Ever eager to share his passion with the next generation of concertgoers and instrumentalists, Maxime frequently works with youngsters: alongside his long-standing Music Directorship in Lyon of Démos – a nationwide music education project – he also serves as Head of Conducted Ensembles at the Nancy Conservatoire. Before that, he held residencies with the South West Youth Orchestra (2013-2014) as well as the National Youth Orchestras of Scotland (2017). In Portugal, he is a frequent guest conductor of the Orquestra Artave. In London he regularly works with the young professionals of the Southbank Sinfonia with whom he has built a warm relationship. His contributions to their experimental “concertlab” series – most recently THE ORCHESTRAL FOREST – drew particular attention from critics and audiences alike, gaining a nomination at the Royal Philharmonic Society awards.
Maxime’s first steps on the rostrum were in 2009 with the Sofia Festival Orchestra, at the Accademia Chigiana in Siena where he studied with Gianluigi Gelmetti. Back then he was in Colin Metters’s conducting class at the Royal Academy of Music, where he received the additional guidance of such figures as David Zinman and Leif Segerstam.
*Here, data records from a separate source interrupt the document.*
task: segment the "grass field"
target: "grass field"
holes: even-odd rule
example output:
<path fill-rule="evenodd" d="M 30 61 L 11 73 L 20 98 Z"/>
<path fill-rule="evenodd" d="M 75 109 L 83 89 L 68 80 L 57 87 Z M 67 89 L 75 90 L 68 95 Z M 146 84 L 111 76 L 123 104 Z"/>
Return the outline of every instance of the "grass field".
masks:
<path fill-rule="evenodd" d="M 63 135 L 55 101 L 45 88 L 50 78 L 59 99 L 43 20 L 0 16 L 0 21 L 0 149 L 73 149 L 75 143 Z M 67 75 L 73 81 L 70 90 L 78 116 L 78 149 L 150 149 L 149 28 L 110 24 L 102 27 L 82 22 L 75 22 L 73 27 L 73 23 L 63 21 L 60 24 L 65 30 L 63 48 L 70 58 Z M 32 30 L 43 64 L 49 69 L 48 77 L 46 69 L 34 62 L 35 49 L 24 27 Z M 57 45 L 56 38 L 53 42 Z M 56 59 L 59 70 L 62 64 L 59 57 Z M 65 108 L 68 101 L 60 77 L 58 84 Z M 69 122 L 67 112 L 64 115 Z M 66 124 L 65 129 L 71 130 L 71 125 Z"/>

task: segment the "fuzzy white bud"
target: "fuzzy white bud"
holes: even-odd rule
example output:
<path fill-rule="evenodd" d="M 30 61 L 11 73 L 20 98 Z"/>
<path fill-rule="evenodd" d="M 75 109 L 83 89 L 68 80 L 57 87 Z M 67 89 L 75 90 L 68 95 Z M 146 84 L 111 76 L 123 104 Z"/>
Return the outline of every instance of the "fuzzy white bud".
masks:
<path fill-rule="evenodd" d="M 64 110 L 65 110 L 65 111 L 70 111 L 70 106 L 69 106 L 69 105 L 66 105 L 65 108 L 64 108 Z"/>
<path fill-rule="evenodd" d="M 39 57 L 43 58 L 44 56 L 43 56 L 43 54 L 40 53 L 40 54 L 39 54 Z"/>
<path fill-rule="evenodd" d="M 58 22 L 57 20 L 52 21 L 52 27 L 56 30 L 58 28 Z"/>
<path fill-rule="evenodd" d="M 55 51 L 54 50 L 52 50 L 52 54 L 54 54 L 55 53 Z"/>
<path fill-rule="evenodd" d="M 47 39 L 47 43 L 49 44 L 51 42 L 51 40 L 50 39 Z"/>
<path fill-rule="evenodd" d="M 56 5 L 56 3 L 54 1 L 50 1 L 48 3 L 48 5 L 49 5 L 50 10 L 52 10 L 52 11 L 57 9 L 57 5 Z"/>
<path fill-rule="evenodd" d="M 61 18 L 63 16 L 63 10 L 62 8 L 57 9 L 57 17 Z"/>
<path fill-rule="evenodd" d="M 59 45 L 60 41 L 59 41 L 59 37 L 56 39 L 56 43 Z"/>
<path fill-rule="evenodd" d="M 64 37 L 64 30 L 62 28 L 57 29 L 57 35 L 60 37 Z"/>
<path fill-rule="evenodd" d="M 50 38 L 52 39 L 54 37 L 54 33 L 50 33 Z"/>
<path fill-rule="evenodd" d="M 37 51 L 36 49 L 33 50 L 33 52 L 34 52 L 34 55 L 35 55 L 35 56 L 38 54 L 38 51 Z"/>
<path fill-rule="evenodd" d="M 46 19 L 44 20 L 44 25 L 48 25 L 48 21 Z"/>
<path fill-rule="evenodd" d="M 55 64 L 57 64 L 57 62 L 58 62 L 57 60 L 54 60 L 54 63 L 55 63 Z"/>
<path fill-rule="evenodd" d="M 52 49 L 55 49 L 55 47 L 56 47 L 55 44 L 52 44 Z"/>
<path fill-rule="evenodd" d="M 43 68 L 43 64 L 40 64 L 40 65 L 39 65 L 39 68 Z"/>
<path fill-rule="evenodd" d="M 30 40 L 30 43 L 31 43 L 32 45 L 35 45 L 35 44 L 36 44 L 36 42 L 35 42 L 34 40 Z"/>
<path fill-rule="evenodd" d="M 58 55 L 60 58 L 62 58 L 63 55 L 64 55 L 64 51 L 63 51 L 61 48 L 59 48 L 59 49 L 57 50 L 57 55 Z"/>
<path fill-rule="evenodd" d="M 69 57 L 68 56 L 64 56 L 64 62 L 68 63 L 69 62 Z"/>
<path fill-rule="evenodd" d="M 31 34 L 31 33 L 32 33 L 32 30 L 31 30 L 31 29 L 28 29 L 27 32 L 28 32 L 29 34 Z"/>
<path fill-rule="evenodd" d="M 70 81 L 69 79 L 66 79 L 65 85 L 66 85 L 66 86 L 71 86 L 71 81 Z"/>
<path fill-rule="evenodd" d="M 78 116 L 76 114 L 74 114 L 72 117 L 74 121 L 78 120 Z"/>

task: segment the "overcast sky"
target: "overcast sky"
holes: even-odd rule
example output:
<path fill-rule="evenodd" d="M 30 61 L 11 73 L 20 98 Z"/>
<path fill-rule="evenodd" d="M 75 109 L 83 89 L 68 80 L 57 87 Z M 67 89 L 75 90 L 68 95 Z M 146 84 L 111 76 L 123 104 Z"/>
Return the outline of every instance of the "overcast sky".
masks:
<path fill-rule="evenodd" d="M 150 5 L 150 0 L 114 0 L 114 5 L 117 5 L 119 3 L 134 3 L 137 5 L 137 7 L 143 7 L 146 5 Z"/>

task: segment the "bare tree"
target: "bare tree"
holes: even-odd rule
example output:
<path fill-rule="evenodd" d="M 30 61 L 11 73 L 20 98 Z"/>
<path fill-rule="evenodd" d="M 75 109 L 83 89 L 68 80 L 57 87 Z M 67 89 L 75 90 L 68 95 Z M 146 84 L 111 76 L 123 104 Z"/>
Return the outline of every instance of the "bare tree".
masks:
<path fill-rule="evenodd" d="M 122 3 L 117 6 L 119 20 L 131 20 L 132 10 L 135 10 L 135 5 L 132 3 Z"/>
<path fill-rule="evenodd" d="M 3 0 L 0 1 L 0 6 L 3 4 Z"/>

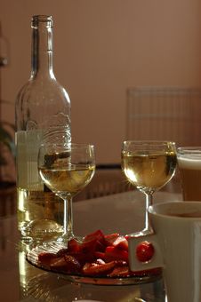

In 2012 he was a semi-finalist at the Donatella Flick Conducting Competition and was singled out as the “outstanding participant” of a masterclass with the Baltimore Symphony Orchestra and Marin Alsop.
Born into a musical family – he is the son of conductor Yan Pascal Tortelier and the grandson of cellist Paul Tortelier – Maxime studied the piano from the age of five. Before picking up the baton, he graduated in literature and languages at the Ecole Normale Supérieure in Lyon and was Teaching Assistant at Harvard University. He taught musicology at the Ecole des Hautes Etudes en Sciences Sociales after completing his MA there, and studied theory and composition at the Paris Conservatoire where he received several prizes.